What is Oumi?
Oumi is an open-source AI development platform for training, fine-tuning, deploying, evaluating, and serving large language models (LLMs).
It supports models like LLaMA, Mistral, OpenHermes, TinyLlama, and connects to inference frameworks like vLLM or SGLang.
Oumi is a Python framework designed to work with multiple language model providers (such as OpenAI, SambaNova, etc.) through a unified interface. You can define models, set parameters, and call inference in a structured way.

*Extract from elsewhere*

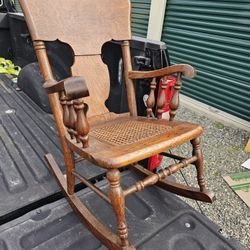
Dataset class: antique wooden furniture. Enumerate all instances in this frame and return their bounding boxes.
[20,0,214,249]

1. Basic Concepts You Need to Know
Concept | Description |
---|---|
ModelParams | Specifies which model you’re using (e.g., SambaNova’s LLMs). |
GenerationParams | Controls generation (e.g., temperature, max tokens). |
RemoteParams | Contains API keys and base URLs for remote access. |
InferenceEngine | This is the class that connects your prompt with the provider and returns output. |
Conversation | Wrapper to structure your prompt + generated response. |
2. Requirements
- Python 3.8+
- Install
oumi
(if it’s a local package or available via pip) - Have your SambaNova API key available
3.Step-by-Step Setup with SambaNova
Step 1: Install Oumi
If it’s a local package, install it using:
!pip install "oumi[gpu]"
Step 2: Set Your API Key
You can either:
export SAMBANOVA_API_KEY=<your-api-key>
Or set it in your Python code (less secure):
import os os.environ["SAMBANOVA_API_KEY"] = "<your-api-key>"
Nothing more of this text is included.